Is it okay to truncate a SHA256 hash to 128 bits?

Question

MD5 and SHA-1 hashes have weaknesses against collision attacks. SHA256 does not but it outputs 256 bits. Can I safely take the first or last 128 bits and use that as the hash? I know it will be weaker (because it has less bits) but otherwise will it work?

Basically I want to use this to uniquely identify files in a file system that might one day contain a trillion files. I'm aware of the birthday problem and a 128 bit hash should yield about a 1 in a trillion chance on a trillion files that there would be two different files with the same hash. I can live with those odds.

What I can't live with is if somebody could easily, deliberately, insert a new file with the same hash and the same beginning characters of the file. I believe in MD5 and SHA1 this is possible.

Answer 1

Yes, that will work.

For the record, there are known in-use collision attacks against MD5, but the SHA-1 attacks are at this point completely theoretical (no SHA-1 collision has ever been found... yet).

Answer 2

But is it worth it? If you have a hash for each file, then you essentially have an overhead for each file. Let's say that each file must take up at least 512 bytes (a typical disk sector) and that you're storing these hashes compactly enough so as to not have each hash take up much more than the hash size.

So, even if all your files are 512 bytes, the smallest, you're talking either 16 / 512 = 3.1% or 32 / 512 = 6.3%. In reality, I'd bet your average file size is higher (unless all your files are 1 sector...), so that overhead would be less.

Now, the amount of space you need for hashes scales linearly with the number of files you have. Is that extra space worth that much? Even if you had your mentioned trillion files - that's 1 000 000 000 000 * 16 = ~29 TiB, which is a lot of space, but keep in mind: your data would be 1 000 000 000 000 * 512 = 465 TiB. The numbers are worthless, really, since it's still 3% or 6% overhead. But at this level, where you have a half petabyte of storage, does 15 terabytes matter? At any level, does a 3% savings mean anything? And remember, if they're larger, you save less. (Which, they probably are: good luck getting a 512 byte sector size at that hard disk size.)

So, is this 3% or less disk savings worth the potential risk in security. (Which I'll leave unanswered, as it's waaay not my cup of tea.)

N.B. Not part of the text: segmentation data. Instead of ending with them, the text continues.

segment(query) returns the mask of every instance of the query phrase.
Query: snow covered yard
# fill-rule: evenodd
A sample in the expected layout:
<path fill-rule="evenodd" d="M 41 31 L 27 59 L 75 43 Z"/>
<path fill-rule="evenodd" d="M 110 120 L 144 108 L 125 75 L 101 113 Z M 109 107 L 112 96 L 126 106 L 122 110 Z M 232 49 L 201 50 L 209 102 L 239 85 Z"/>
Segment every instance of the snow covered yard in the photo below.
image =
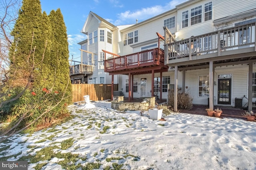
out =
<path fill-rule="evenodd" d="M 69 106 L 75 117 L 61 125 L 0 144 L 0 159 L 29 160 L 29 170 L 256 169 L 255 122 L 182 113 L 155 121 L 91 104 Z"/>

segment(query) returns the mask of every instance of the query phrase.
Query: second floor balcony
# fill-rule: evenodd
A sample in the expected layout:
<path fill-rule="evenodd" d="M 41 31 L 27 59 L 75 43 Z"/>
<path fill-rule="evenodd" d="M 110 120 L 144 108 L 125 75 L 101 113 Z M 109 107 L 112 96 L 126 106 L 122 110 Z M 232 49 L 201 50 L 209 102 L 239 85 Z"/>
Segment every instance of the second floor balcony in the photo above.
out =
<path fill-rule="evenodd" d="M 164 51 L 160 48 L 156 48 L 123 56 L 103 51 L 105 53 L 105 56 L 108 57 L 108 59 L 104 61 L 106 72 L 126 70 L 126 74 L 128 74 L 129 70 L 136 70 L 133 71 L 139 72 L 143 71 L 143 69 L 146 71 L 150 69 L 152 70 L 168 68 L 164 65 Z M 141 70 L 140 71 L 140 69 Z"/>
<path fill-rule="evenodd" d="M 169 66 L 177 63 L 182 64 L 182 62 L 192 63 L 193 61 L 196 63 L 199 62 L 198 60 L 206 62 L 215 61 L 216 63 L 218 61 L 224 62 L 226 59 L 232 59 L 232 61 L 256 59 L 255 56 L 254 58 L 250 57 L 249 54 L 256 51 L 255 23 L 239 25 L 178 41 L 174 39 L 168 29 L 165 32 L 166 64 Z M 246 53 L 248 57 L 244 55 Z M 243 55 L 235 55 L 239 54 Z"/>
<path fill-rule="evenodd" d="M 69 75 L 80 74 L 92 74 L 92 66 L 82 64 L 70 66 L 69 68 Z"/>

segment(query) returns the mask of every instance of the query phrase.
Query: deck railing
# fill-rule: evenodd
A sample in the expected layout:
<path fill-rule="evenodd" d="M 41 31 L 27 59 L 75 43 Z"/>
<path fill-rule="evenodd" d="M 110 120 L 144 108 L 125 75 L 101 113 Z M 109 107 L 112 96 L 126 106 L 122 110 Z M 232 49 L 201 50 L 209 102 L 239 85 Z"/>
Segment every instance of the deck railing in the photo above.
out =
<path fill-rule="evenodd" d="M 107 52 L 105 51 L 108 53 Z M 107 54 L 109 59 L 105 61 L 105 71 L 147 65 L 160 65 L 164 63 L 164 51 L 158 48 L 124 56 L 116 57 L 113 54 Z M 110 58 L 109 59 L 109 58 Z"/>
<path fill-rule="evenodd" d="M 165 36 L 167 39 L 170 36 L 168 30 L 165 31 Z M 256 36 L 255 23 L 252 23 L 166 42 L 167 64 L 170 59 L 188 57 L 191 60 L 194 56 L 215 53 L 220 56 L 222 51 L 255 47 Z"/>
<path fill-rule="evenodd" d="M 70 75 L 78 74 L 92 74 L 92 66 L 80 64 L 70 66 L 69 69 Z"/>

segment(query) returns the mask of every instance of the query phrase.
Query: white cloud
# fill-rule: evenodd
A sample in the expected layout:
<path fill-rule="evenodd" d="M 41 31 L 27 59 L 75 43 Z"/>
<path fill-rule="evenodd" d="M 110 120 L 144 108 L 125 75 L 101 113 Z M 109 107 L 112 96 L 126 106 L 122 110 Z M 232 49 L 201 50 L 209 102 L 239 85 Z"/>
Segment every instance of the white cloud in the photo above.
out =
<path fill-rule="evenodd" d="M 138 21 L 141 22 L 173 9 L 177 5 L 185 1 L 185 0 L 173 0 L 165 5 L 143 8 L 134 11 L 128 10 L 118 14 L 118 19 L 112 23 L 115 25 L 118 25 L 135 23 L 136 19 L 138 19 Z M 110 20 L 109 20 L 111 21 Z"/>
<path fill-rule="evenodd" d="M 69 51 L 70 59 L 73 55 L 74 58 L 77 58 L 80 57 L 80 53 L 79 49 L 81 48 L 80 45 L 77 43 L 87 39 L 85 35 L 74 34 L 68 35 L 68 50 Z"/>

Alternatively, could you, say, group files together in some logical fashion, so that you have less files? (I mean, if you have trillions of 512 byte files, do you really want to hash every byte on disk?)

Answer 3

Yeah that will work. Theoretically it's better to XOR the two halves together but even truncated SHA256 is stronger than MD5. You should still consider the result a 128 bit hash rather than a 256 bit hash though.

My particular recommendation in this particular case is to store and reference using HASH + uniquifier where uniquifier is the count of how many distinct files you've seen with this hash before. This way you don't absolutely fall down flat if somebody tries to store future discovered collision vectors for SHA256.